When I try to search Chinese in my forum, I can see the search result returned broken sentences, the punctuation is missing, and there are unexpected whitespaces between words, and some words are missing.
E.g. I tried to search 管理员, the original sentence is
管理人员可见的分类。只有管理员和版主才能阅览主题
But what I saw in the search result looks like below.
As you can see, 可见的 is missing, full stop mark 。 is also missing, which breaks the sentence. Then 只有 and 和, 才能 are also missing. And there are unexpected whitespace in between.
Yup search is still working just that the excerpt being shown is not ideal. For the Chinese language, search is kind of handled differently. Instead of ignoring stop words during the search query itself, we exclude it completely from the search data.

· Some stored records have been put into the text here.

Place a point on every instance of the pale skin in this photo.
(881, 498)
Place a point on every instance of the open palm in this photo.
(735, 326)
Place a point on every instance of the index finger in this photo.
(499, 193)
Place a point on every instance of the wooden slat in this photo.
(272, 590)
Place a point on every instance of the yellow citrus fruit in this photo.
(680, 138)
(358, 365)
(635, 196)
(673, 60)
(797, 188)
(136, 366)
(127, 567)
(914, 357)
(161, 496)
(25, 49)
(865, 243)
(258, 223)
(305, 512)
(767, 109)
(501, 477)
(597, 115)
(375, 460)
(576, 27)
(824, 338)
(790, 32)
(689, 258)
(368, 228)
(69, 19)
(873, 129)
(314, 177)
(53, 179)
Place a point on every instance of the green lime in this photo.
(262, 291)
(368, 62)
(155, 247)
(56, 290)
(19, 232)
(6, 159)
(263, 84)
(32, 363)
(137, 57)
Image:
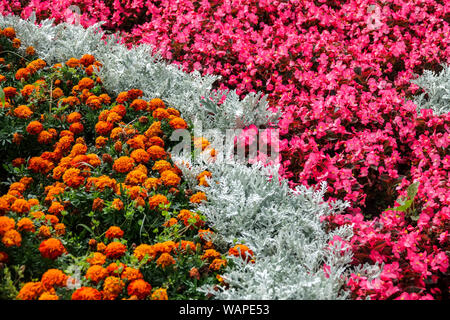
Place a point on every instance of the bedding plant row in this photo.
(92, 205)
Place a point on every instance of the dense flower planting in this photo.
(94, 207)
(340, 73)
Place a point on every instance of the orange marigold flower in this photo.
(156, 152)
(20, 206)
(45, 137)
(123, 164)
(156, 200)
(153, 130)
(6, 224)
(140, 156)
(22, 74)
(22, 112)
(12, 238)
(165, 260)
(100, 142)
(60, 229)
(155, 104)
(48, 296)
(86, 293)
(57, 93)
(53, 278)
(117, 204)
(139, 288)
(131, 274)
(44, 232)
(115, 250)
(143, 250)
(73, 117)
(198, 197)
(114, 233)
(170, 179)
(241, 250)
(152, 183)
(160, 294)
(51, 248)
(115, 269)
(25, 224)
(55, 208)
(139, 105)
(72, 178)
(30, 291)
(96, 273)
(96, 258)
(112, 287)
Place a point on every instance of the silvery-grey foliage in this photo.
(124, 68)
(437, 90)
(282, 226)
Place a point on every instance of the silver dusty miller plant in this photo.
(282, 226)
(436, 95)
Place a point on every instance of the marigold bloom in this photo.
(131, 274)
(143, 250)
(72, 178)
(165, 260)
(20, 206)
(44, 232)
(156, 152)
(112, 287)
(48, 296)
(51, 248)
(96, 273)
(115, 250)
(170, 179)
(155, 104)
(139, 288)
(30, 291)
(198, 197)
(12, 238)
(153, 130)
(86, 293)
(139, 105)
(156, 200)
(140, 156)
(103, 128)
(25, 224)
(53, 278)
(96, 258)
(117, 204)
(241, 250)
(160, 294)
(123, 164)
(152, 183)
(22, 112)
(45, 137)
(114, 233)
(23, 74)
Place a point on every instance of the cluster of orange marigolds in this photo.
(140, 167)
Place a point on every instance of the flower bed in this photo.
(340, 73)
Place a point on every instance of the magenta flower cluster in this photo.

The stop words are determined using GitHub - yanyiwu/cppjieba: "结巴"中文分词的C++版本. With the recent changes to how search excerpts are displayed, we should just remove the following line since it messes with the actual search data.
Either way, our search support for Chinese is not great but there are PG extensions that we may want to consider so that we can properly support languages that do not have native support. Perhaps https://pgroonga.github.io/?
PostgreSQL supports full text search against languages that use only alphabet and digit. It means that PostgreSQL doesn’t support full text search against Japanese, Chinese and so on. You can use super fast full text search feature against all languages by installing PGroonga into your PostgreSQL!
Sorry for not being more specific early. If we really want to fix this for now, we need to ensure that we don’t remove stop words for Chinese in the search data while still ensuring that stop words are still removed when used as the search query.
There are two columns which we store in the PostSearchData table, #search_data is used when querying against search terms. #raw_data is what we used when displaying the search excerpt. The fix here should be that Chinese stop words should not be removed from the #raw_data while still removed from #search_data.